2021 was the fifth hottest year on record. Wildfires burned 7.7 million U.S. acres, 2.6 million in our company’s headquarters state of California alone. Climate change demands attention and action from all of us.
Because data centers sit at the nexus of two of the biggest drivers of carbon emissions – energy production and construction – it is important to examine what we can do to lessen the impact. Of these, energy production is by far the biggest challenge for data centers. Estimates vary, but evidence suggests that data centers consume more than two percent of global electricity, and a similar share of carbon emissions. For example, a conventionally powered 10 MW data center is responsible for nearly 90,000 metric tons of CO2 annually at full operation. We cannot ignore captured carbon from construction itself either.
According to the Global Alliance for Buildings and Constructions, building materials and construction make up 10 percent of CO2 emissions. Demand continues to drive greater use of digital infrastructure, so it will continue to expand.
Commitments keep coming
More industry leaders continue to make and commit to progress with their data centers. Facebook, Google, and Microsoft are all high profile examples, and their commitments are worth investigating. Their efforts to drive energy efficiency, source low/zero-carbon energy and reduce waste and water usage are a testament what is possible and how far we must go.
There are still huge opportunities. Five high impact actions that exist for data center operators to drive sustainability include:
- Ensuring that all data centers are – or soon will be – powered by renewable energy. On-site renewable energy production, primarily solar and wind, is both feasible and desirable at many data center sites to decrease carbon impacts, electricity costs and the burden on local power grids. As on-site production usually only covers a portion of the energy needed to power a site, utilizing renewable energy Power Purchase Agreements (PPAs) can also be effective. PPAs also have the added benefit of helping finance renewable energy infrastructure in general.
- Increasing efficiency will go a long way to mitigating the amount of energy needed by energy-hogging data centers. According to reports, around 40 percent of a data center's energy consumption goes into powering its cooling and ventilation systems. As server densities increase, the challenges and costs of existing air-cooling solutions are only going to increase. Research shows that the amount of power needed to cool data centers can be reduced significantly by simply moving to water-cooling servers. Even more impressive are the latest phase change systems that have been shown to achieve a constant PUE of 1.02 (vs. 1.5 or higher for air-cooling), the lowest of any system in the world. Utilizing liquid cooling technologies in new data center builds, or in retrofits of existing facilities, can dramatically reduce energy consumption.

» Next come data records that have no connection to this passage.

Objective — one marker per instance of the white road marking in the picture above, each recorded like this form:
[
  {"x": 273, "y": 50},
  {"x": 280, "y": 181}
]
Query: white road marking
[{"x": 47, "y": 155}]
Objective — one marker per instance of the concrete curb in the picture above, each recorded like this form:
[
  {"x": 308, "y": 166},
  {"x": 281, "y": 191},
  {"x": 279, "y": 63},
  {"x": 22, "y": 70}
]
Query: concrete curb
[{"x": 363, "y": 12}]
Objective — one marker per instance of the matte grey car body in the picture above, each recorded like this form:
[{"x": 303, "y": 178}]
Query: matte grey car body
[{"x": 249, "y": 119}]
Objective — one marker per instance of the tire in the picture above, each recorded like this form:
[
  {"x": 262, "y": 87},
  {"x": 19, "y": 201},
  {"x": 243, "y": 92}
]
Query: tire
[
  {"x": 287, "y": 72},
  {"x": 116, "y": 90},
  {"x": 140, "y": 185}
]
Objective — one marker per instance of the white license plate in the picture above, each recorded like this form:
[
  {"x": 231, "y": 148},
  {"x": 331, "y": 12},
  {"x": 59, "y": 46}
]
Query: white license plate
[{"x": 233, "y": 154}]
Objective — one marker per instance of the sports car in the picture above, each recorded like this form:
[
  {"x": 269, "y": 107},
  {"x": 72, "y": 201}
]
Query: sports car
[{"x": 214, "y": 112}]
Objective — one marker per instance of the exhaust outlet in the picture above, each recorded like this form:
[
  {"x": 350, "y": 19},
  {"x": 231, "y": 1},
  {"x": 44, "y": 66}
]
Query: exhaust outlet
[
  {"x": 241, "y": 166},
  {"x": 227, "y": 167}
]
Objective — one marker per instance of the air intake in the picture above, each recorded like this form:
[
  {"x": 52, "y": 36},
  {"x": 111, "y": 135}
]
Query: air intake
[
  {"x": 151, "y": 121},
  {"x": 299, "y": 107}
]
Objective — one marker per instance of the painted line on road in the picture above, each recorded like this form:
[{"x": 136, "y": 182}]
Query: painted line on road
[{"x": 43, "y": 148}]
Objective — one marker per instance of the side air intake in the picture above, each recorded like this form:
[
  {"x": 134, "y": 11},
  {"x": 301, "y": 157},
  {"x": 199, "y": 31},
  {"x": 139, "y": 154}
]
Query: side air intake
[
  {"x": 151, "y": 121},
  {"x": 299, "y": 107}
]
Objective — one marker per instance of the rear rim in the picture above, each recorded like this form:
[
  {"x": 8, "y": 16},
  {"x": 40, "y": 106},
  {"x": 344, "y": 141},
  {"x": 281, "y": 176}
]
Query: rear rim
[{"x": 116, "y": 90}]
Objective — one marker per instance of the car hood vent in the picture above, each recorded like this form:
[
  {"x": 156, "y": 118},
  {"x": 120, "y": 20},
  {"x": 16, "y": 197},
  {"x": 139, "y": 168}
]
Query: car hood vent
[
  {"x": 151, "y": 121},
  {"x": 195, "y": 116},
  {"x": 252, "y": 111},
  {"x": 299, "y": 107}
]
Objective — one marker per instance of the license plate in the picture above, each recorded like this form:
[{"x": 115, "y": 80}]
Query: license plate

- Examining utilization rates is also key. Alongside cooling, another perennial headache for operators outside of the hyperscale market is utilization. According to one report, nearly 60 percent of the servers surveyed were either ‘zombies’ or idle. Resting servers use between 50 and 70 percent of peak power, which means that 30-40 percent of the electricity for servers is going to power machines that are literally doing nothing. There is no one answer to this issue – it will take a coordinated effort to solve the problem. From the operator side, actions range from identifying zombie servers and notifying users so they can be killed, to helping users better match resources to needs, to structuring hosting contracts so that they reduce the amount of dedicated (read: idle) resources required. All of these actions are simple but have an enormous potential impact.
- Shifting to modular construction for new builds can dramatically reduce construction waste, which is responsible for roughly 40 percent of landfill waste, according to the US Environmental Protection Agency (EPA). With new commercial construction generating around 3.9 pounds of waste per square foot, modular construction can reduce that waste by up to 90 percent, thanks to its off-site construction approach.
- Focusing on the sourcing of “healthier” materials may be the last and least obvious, but only because its impact is hidden from view. Scope 3 Emissions related to materials used in the construction of data centers can add substantially to the lifetime carbon impact of those facilities. Sourcing manufactured items like turbines, compressors and transformers from vendors prioritizing low-carbon production can have a significant effect on sustainability.
More actions
In addition to these steps, there are actions we can take as an industry to help drive sustainability across the board:
- Reinvigorate industry groups and initiatives like the Green Grid and the Climate Neutral Data Centre Pact to drive development of the next generation of sustainability standards and practices across the data center industry.
- Track and manage sustainability impacts using tools such as the Embodied Carbon in Construction Calculator (EC3), the Smart Water Navigator and Microsoft’s Cloud for Sustainability. That said, we need to push to ensure that more and better tools are created to make managing environmental impact just as important in the future as managing financial impact is today.
Collectively we need to push further. Currently, sustainable building approaches often take a back seat to alternatives that have a lower financial cost, but a higher environmental impact. However, as experience with LEED shows, sustainable approaches can increase financial returns over the life of a building – making sustainability a win/win for developers and the planet. There are strong reasons to believe that the same dynamics will play out in the data center industry over the coming years.
Our role in building of some of the industry’s greenest projects and data centers are only the beginning. We will continue to advocate for sustainability and find innovative ways to be part of the solution. This work is already making a difference, and if we come together to do our part, the impact can be bigger than the problem we are trying to solve.